Cyrtodesmus humerosus

Scientific classification
- Kingdom: Animalia
- Phylum: Arthropoda
- Subphylum: Myriapoda
- Class: Diplopoda
- Order: Polydesmida
- Family: Cyrtodesmidae
- Genus: Cyrtodesmus
- Species: C. humerosus
- Binomial name: Cyrtodesmus humerosus Loomis, 1974

= Cyrtodesmus humerosus =

- Genus: Cyrtodesmus
- Species: humerosus
- Authority: Loomis, 1974

Species of millipede

Cyrtodesmus humerosus is a species of millipede in the family Cyrtodesmidae that is endemic to San Vito, Costa Rica, where it was found on April 19, 1972.

==Description==
The species is 12.5 mm long and 3 mm wide. The body have metazonites which are abruptly raised, and moderate convex. Their keels are flaring from metazonites and from ventrocaudal part of segments 2–19. The last 3 segments are at the right angle, with keels of segments 3–19 are shouldered in front and also have a junction with the outer portion of body itself. The surface of all segments have some sharp tubercles which are ending in short and thick spicule. The front of the head and its interantenna part is joined at the same level as its body, with the former is without raised angle next to the socket of the antennae. The anterior margin is broadly rounded from both sides. The front of the interantennal ridges are low, oblique and wide, with the back part tend to be more slender, granule and flat. It has weak and narrowly impressed vertex, with median sulcus is being present on its posterior half.

===Segment and tubercle description===
The front of the first segment is margined and have a row of irregularly shaped and raised tubercles. The second segment is further expanded and have a rounded posterior corner and lobe, which is flaring. Their basal surface is expanded broadly and deeply with a concave in front of the middle. Some of the tubercles can be seen in a row on segment 4, but the difference is minimal until segment 14, with the 4 others after segment 14 are bigger in both size and height. Tubercles do not change as fast as the segments, so there might be the same tubercle on a various segment. Segments from 3–5 are bilobed on their outer margin, and trilobed later in a process. Segment 19 has a posterior corner which is less than a square in size.
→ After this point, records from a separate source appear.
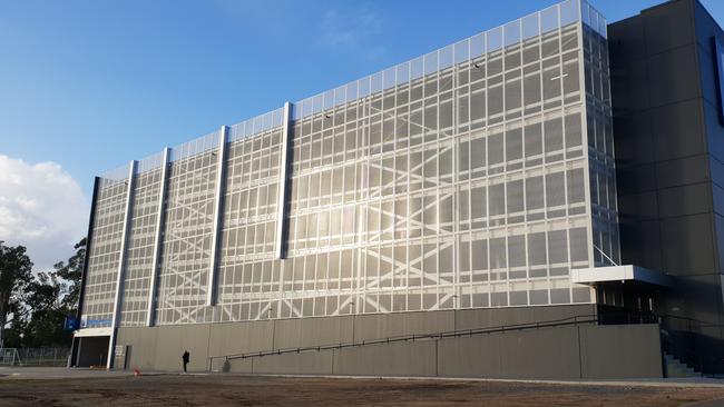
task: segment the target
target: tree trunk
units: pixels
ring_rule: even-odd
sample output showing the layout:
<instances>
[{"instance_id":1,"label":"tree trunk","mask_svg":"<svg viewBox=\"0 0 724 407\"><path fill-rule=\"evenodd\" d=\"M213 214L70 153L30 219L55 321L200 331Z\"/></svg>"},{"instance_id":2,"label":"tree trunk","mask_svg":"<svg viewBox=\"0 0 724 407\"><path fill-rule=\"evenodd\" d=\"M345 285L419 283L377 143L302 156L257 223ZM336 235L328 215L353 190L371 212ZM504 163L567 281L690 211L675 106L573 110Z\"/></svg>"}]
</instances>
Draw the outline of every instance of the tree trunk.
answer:
<instances>
[{"instance_id":1,"label":"tree trunk","mask_svg":"<svg viewBox=\"0 0 724 407\"><path fill-rule=\"evenodd\" d=\"M0 292L0 349L4 348L6 324L8 324L8 302L10 302L10 295L8 292Z\"/></svg>"}]
</instances>

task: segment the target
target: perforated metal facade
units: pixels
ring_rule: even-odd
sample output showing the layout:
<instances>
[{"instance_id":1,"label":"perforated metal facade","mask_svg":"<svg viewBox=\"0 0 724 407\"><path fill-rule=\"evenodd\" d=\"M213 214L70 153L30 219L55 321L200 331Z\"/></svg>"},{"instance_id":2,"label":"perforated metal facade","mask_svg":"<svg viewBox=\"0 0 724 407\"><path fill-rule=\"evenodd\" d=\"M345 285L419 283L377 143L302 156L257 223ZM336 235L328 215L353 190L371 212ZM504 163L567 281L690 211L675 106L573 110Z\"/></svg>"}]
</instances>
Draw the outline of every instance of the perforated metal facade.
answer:
<instances>
[{"instance_id":1,"label":"perforated metal facade","mask_svg":"<svg viewBox=\"0 0 724 407\"><path fill-rule=\"evenodd\" d=\"M619 256L605 27L566 1L107 176L85 326L128 186L118 326L595 302L569 274Z\"/></svg>"}]
</instances>

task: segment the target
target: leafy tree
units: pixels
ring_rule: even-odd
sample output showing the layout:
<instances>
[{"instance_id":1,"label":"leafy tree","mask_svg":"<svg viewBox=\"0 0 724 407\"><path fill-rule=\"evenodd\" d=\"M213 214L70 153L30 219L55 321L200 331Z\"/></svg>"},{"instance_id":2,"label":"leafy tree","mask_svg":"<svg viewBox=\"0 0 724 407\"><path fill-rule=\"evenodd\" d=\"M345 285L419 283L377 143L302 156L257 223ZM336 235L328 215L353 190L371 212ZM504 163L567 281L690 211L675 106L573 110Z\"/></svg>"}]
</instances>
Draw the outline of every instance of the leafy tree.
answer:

The sternum of their sixth and seventh leg is wider and strongly convex from both sides, while the ninth leg is wide, but doesn't have a tubercle on the outside or near coxa. Their apex have a bifurcated branch, while their gonopod is extended beyond the coxae of adjacent legs and is hemispherical. The females have a nearly straight ventral crest on the third segment which is rising from the sides.